Assuming that smart autodidacts can't obtain sound statistics knowledge is selling many people short.
I think you are right in that it sells many people short, but then again having no good academic credentials is selling yourself short.

Data science is not like security. There it is more accepted that good engineers/researchers do not necessarily have the best accreditation. It seems that data science/engineering is turning around to this though.

It's not that autodidacts can not build bridges, it is that the people with the data and money do not want their bridges build by autodidacts.

Anyway... back to studying http://statweb.stanford.edu/~tibs/ElemStatLearn/ for me :).

No. A phd in statistics or economics means almost nothing at this point. Even if it did, truly, signal mastery of the content, which it doesn't anymore, it would signal to most people who do this kind of work that you're way overqualified while simultaneously being totally ignorant of the day-to-day work of actual data scientists.

If you want to be a useful data scientist, do a lot of work with data. If you have strong programming skills and are flexible and a quick learner then you will do well.

Spending the better part of your young adulthood getting a phd in statistics, unless you want to go into academia, just makes you look like a fool.
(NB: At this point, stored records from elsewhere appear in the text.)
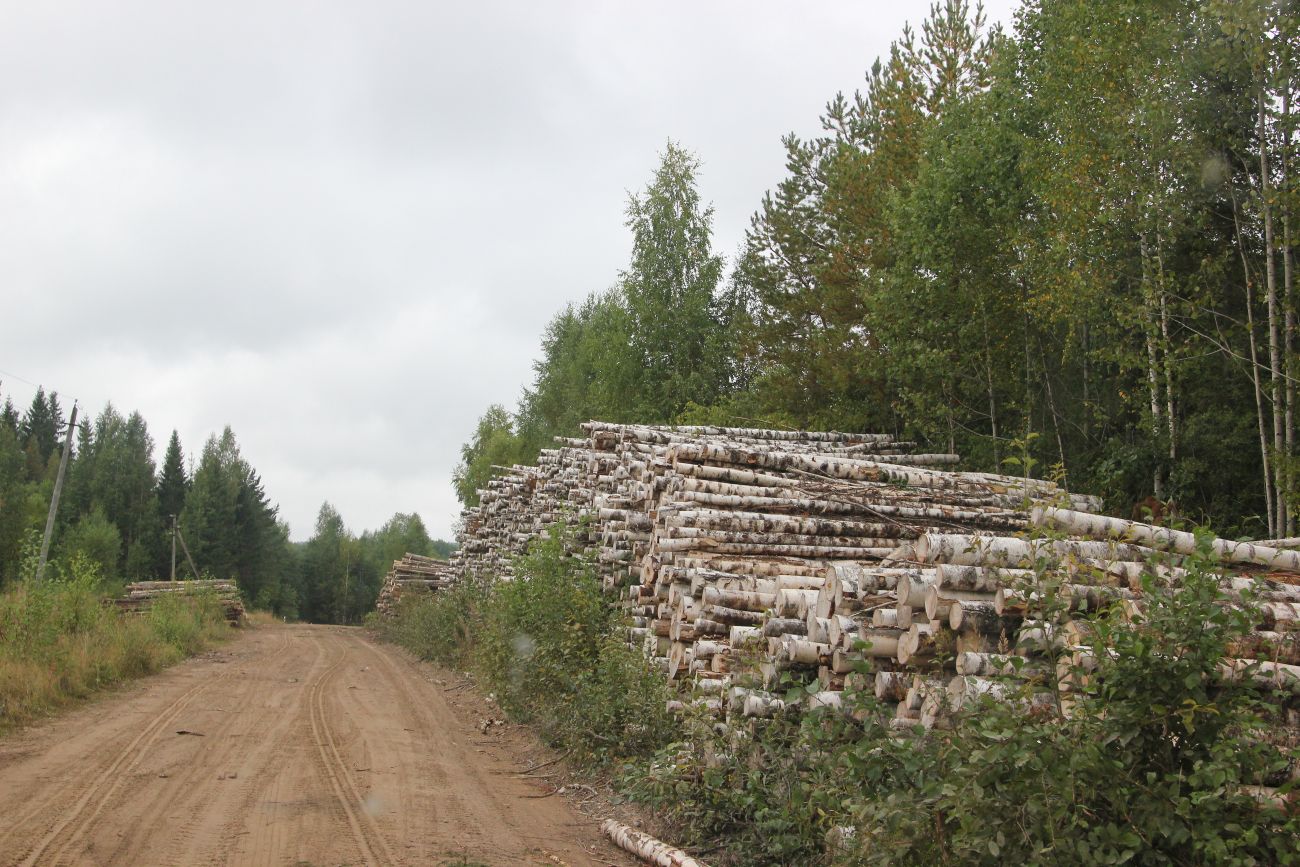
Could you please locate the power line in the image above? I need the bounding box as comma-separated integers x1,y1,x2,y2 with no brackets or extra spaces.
0,365,83,407
0,366,43,390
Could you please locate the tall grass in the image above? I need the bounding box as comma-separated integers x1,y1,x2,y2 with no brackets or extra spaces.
0,554,230,730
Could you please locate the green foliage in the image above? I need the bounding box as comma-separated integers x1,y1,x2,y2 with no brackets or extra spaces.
0,391,421,622
379,579,487,667
450,0,1278,534
156,430,189,537
619,141,733,421
59,507,123,577
0,421,35,586
299,501,354,624
380,524,675,765
452,405,532,508
836,551,1298,865
297,505,444,625
19,387,62,467
455,143,742,508
62,404,163,578
627,704,845,865
179,426,297,614
0,553,228,729
516,290,639,447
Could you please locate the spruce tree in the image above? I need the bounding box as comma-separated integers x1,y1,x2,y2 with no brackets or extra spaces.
180,427,242,579
157,430,189,523
0,396,19,435
21,387,56,466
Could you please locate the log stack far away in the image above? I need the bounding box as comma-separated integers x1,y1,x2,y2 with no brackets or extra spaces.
452,422,1300,763
114,579,246,625
375,553,457,618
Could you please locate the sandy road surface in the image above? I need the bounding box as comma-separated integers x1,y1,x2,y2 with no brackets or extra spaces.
0,624,636,866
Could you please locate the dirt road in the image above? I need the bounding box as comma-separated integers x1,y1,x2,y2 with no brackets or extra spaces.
0,624,636,866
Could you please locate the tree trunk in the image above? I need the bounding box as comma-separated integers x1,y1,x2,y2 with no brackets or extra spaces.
1031,505,1300,571
1141,234,1166,500
1284,84,1296,535
1263,93,1286,532
1233,180,1277,535
912,532,1157,568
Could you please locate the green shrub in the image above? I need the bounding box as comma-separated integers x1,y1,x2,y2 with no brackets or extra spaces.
379,580,489,668
627,701,850,865
381,523,675,764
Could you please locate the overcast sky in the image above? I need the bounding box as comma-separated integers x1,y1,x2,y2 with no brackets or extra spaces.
0,0,1019,541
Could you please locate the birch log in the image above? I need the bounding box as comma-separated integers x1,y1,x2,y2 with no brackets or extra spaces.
601,819,709,867
1031,506,1300,573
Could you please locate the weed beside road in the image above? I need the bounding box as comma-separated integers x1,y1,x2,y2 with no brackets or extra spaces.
0,555,230,731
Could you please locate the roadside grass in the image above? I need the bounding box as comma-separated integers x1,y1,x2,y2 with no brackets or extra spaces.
373,524,676,767
245,609,283,627
0,555,231,732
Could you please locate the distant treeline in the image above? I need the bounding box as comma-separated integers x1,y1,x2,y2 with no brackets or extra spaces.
0,386,454,622
457,0,1300,538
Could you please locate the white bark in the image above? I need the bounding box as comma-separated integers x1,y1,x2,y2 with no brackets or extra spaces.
1031,507,1300,573
601,819,709,867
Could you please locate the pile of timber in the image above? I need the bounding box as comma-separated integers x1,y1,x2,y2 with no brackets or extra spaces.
114,579,245,625
375,553,456,618
452,423,1300,762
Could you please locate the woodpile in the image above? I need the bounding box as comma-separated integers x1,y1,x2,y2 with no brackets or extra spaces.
114,580,245,625
452,422,1300,755
375,553,456,618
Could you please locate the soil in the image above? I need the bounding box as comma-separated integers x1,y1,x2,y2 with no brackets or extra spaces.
0,623,641,866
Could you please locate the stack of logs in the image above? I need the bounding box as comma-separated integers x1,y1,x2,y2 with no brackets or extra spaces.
375,553,456,618
114,579,245,625
453,423,1300,742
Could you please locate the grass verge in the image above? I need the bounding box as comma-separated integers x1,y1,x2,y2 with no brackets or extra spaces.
374,525,675,765
0,555,232,732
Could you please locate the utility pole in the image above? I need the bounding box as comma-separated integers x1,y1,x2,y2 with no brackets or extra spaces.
36,402,77,582
342,555,350,625
170,514,177,581
175,522,201,580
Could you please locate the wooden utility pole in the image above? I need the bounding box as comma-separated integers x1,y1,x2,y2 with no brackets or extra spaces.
36,402,77,582
342,556,350,625
170,514,178,581
175,523,201,580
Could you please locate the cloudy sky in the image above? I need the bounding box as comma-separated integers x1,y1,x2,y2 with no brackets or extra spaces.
0,0,1018,540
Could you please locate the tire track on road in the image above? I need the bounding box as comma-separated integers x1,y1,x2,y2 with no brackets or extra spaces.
16,629,291,867
307,631,397,867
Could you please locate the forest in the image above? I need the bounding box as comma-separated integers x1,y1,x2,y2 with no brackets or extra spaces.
457,0,1300,542
0,385,453,622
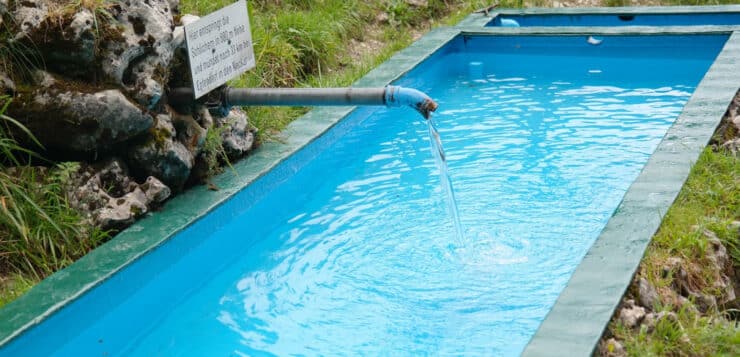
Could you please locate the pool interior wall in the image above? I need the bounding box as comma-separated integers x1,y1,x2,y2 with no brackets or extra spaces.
1,33,729,356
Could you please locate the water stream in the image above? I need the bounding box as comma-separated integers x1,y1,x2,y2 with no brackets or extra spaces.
426,116,466,247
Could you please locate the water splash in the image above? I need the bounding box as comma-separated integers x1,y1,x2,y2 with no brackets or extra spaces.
426,116,466,247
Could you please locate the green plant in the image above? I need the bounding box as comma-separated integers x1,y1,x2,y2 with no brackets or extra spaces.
0,97,108,278
0,273,36,309
201,124,231,178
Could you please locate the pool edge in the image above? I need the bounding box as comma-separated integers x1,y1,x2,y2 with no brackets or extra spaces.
0,27,461,348
522,31,740,356
458,4,740,28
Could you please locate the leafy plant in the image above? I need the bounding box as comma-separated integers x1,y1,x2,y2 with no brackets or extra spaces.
0,97,108,278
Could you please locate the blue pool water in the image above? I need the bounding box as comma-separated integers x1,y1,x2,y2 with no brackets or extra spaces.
2,35,728,356
488,13,740,27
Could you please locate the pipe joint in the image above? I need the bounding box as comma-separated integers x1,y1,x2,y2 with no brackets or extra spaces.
383,86,439,119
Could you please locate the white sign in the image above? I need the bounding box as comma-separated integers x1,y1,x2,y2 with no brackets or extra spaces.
185,0,255,99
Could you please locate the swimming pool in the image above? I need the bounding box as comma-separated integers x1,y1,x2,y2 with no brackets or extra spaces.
0,32,732,356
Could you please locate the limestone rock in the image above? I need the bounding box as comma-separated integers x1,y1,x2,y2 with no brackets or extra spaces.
96,189,149,230
173,110,207,154
173,14,200,48
10,0,49,34
732,115,740,132
31,70,55,88
128,114,194,190
215,108,256,160
702,230,736,305
637,277,659,310
599,338,626,357
690,292,717,312
101,0,177,108
7,4,97,77
618,299,646,328
10,85,153,154
703,230,729,271
406,0,428,7
375,12,390,24
67,159,171,230
141,176,171,204
662,257,691,296
722,138,740,154
0,71,14,95
642,311,678,333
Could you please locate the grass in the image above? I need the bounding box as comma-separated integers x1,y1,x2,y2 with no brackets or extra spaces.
0,0,505,307
0,96,109,307
0,3,738,354
181,0,505,137
606,145,740,355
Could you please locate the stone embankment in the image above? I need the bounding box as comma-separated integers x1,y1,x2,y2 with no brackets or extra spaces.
1,0,255,230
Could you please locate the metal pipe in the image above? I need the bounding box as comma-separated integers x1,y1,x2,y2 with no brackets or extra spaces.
168,86,438,119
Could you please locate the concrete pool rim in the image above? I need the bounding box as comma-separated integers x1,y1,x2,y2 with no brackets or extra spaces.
458,4,740,28
1,15,739,357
There absolutely are problems that require a more rigorous mathematical training than you get from undergraduate courses or day-to-day experience. Most data scientists and companies may not be tackling these problems, but they certainly exist.

Just having a PhD will open doors for you that would otherwise be shut. But before pursuing that degree, you should be confident that you enjoy working in the field and want to devote your career to it. Also, you have to be prepared to work hard, not just to get the degree, but then to land a job where you'll put that experience to use. Otherwise, you'll be sharing a cubicle with DataWorker and feeling like a fool.
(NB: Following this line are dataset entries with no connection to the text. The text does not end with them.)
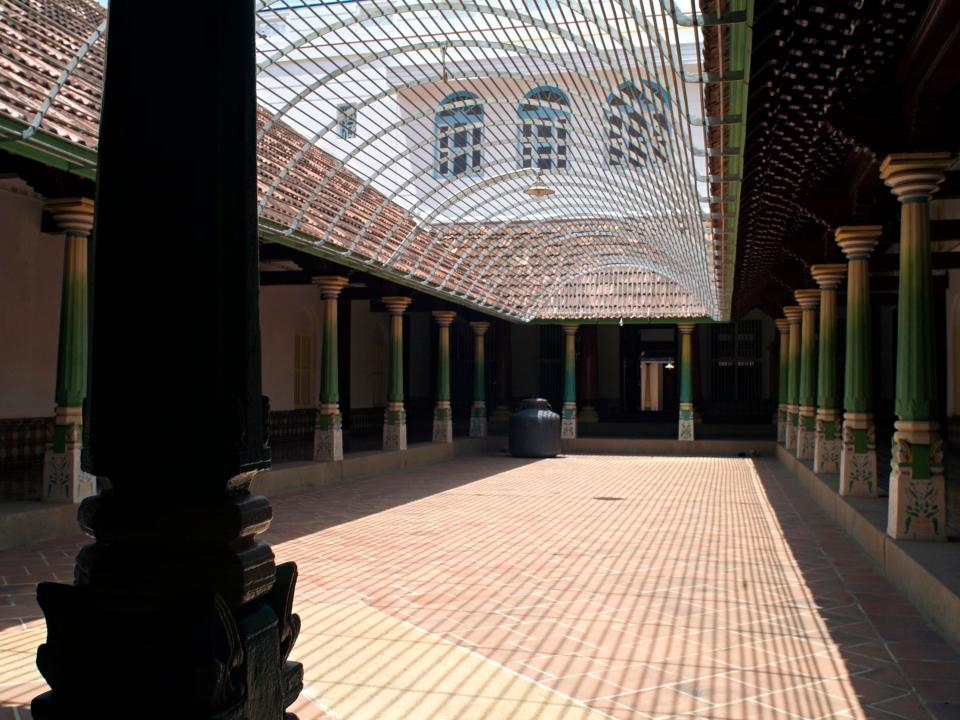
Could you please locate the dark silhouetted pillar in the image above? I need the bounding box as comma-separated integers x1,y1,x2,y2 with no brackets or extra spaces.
32,2,302,717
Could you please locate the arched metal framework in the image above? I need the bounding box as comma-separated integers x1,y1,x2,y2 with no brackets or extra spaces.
253,0,740,321
0,0,749,322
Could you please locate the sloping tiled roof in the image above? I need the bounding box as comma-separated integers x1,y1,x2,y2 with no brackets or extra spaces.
0,0,722,321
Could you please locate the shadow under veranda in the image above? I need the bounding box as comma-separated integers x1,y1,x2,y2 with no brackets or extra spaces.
749,457,958,720
261,453,542,546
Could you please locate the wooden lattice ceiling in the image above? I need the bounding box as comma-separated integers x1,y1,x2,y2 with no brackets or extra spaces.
733,0,931,316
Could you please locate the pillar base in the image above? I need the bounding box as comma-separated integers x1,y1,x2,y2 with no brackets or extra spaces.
813,409,841,474
314,406,343,462
785,406,798,450
43,444,95,503
796,406,817,460
678,402,695,441
888,420,947,541
578,405,599,424
33,491,303,718
776,405,787,444
838,413,877,497
433,402,452,444
561,402,577,439
469,402,487,438
383,404,407,451
42,408,95,503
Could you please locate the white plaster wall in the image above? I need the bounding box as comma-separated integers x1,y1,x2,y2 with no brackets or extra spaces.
511,324,539,397
259,284,322,412
0,185,62,419
597,324,619,400
349,300,389,409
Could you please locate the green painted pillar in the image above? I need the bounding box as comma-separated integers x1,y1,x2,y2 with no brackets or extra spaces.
835,226,881,497
432,310,456,443
881,152,952,540
783,306,803,451
561,324,578,439
775,318,790,444
312,276,348,461
382,296,412,451
810,265,847,474
42,198,96,503
469,321,490,438
677,323,695,441
794,289,820,460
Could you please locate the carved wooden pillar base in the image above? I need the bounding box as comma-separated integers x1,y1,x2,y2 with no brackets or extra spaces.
888,421,947,541
383,403,407,451
32,489,303,719
678,402,695,441
433,402,453,443
797,406,817,460
776,405,787,444
42,407,94,503
839,413,877,497
561,402,577,440
813,409,841,474
469,402,487,438
314,405,343,462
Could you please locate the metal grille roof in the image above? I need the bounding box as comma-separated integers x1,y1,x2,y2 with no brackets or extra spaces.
0,0,746,321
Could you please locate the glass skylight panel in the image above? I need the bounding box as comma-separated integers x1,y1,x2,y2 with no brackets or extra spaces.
253,0,731,320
That said, if you don't know whether you need a PhD, that means you probably don't know what kinds of problem you want to work on. And in that case, there's a good chance you'll end up working on a problem that only interests your advisor and nobody else (most PhD advisors have more students than they have good problems to work on). In that case, I wouldn't recommend it.

I've had complete opposite experience. Do the people who hire for this kind of work often bet on non-PhD candidates? Do they trust themselves to separate the wheat from the chaff?
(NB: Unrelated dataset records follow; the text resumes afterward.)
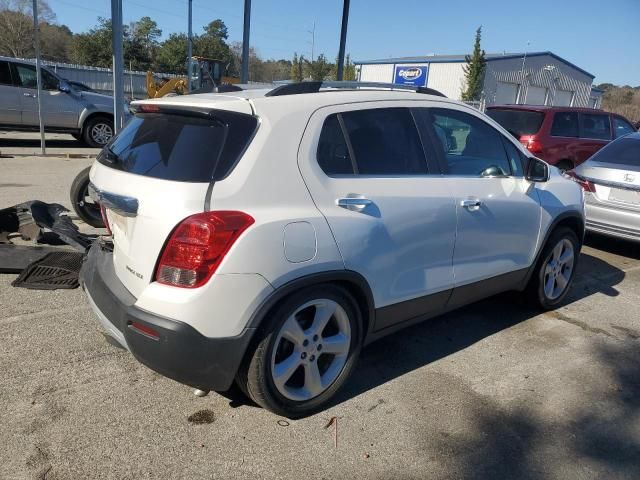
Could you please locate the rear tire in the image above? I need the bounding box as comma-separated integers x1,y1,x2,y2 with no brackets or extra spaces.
70,166,105,228
82,115,114,148
236,285,363,418
526,227,580,310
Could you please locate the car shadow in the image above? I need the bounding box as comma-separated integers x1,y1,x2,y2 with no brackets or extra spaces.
333,250,625,408
584,232,640,260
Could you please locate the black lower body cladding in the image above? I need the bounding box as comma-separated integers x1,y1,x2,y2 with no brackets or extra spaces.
80,243,255,391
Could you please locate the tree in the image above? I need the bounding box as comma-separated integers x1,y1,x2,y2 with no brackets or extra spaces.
0,0,55,58
305,53,332,81
155,33,188,73
70,17,114,67
461,26,486,101
129,16,161,69
195,19,232,64
290,52,304,82
332,53,355,81
40,23,72,62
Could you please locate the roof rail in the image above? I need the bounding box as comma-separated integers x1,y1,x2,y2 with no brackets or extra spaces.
265,81,446,98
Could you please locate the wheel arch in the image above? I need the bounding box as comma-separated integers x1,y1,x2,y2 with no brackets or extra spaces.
522,210,585,289
247,270,375,340
80,110,113,133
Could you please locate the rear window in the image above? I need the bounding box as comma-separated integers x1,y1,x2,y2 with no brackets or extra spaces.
589,137,640,166
99,110,258,182
486,109,544,137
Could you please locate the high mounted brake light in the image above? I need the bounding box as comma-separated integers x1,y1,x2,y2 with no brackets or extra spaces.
155,211,254,288
135,104,161,113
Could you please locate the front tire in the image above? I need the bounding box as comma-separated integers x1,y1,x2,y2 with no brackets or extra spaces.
237,285,363,418
82,116,114,148
527,227,580,309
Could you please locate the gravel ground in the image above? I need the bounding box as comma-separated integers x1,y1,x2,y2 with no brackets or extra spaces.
1,152,640,480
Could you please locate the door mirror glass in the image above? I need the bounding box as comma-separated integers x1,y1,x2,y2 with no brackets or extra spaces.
58,79,71,93
526,157,549,182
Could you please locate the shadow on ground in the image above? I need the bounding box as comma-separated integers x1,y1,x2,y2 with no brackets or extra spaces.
0,137,84,149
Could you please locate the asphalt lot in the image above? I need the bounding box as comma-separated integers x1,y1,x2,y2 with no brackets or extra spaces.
1,151,640,480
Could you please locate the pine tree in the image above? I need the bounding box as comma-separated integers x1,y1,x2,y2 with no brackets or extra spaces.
290,52,304,82
461,26,486,101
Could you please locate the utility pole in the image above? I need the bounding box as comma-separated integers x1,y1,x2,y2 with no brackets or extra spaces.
32,0,45,155
187,0,192,91
241,0,251,84
308,22,315,62
336,0,350,81
111,0,124,133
Don't you want a colleague who is able to mention seminal papers for specific problems? Who is able to read and understand these papers and can distill useful features and optimizations from them?

People with PhD who go into business, usually end up in the better positions. They hire other PhD's for the good positions to keep the signal (mastery of the content) stronger.

As someone who did a lot of work with data I have little problem with my usefulness, but a lot of problems opening doors to the really interesting data companies (lacking a proper academic network). I wish I had gotten that PhD, because right now applying to Google, Microsoft, Facebook, Yahoo or eBay for data science positions makes me look like a fool.

I've met a lot of fools who've quoted all the right works, in both Computer Science and Data Science. Computer Science fools usually get fired. Data Science fools seem to get promoted to Yes-man status. It's a lot harder to lie about your code than it is with statistics; As the old adage goes, it right behind Lies and Damned Lies.
You've said "No", but you haven't countered the posters claims. Are in fact most data scientists PhD/Masters people? I hear the same information at a mid-sized tech company. I also hear similar things about Intel.
>Spending the better part of your young adulthood getting a phd in statistics, unless you want to go into academia, just makes you look like a fool.

This is why you are a DataWorker, and not a dataScientist.

Anyone can push bits around. It takes a trained mind to corral them using careful experimentation and observation.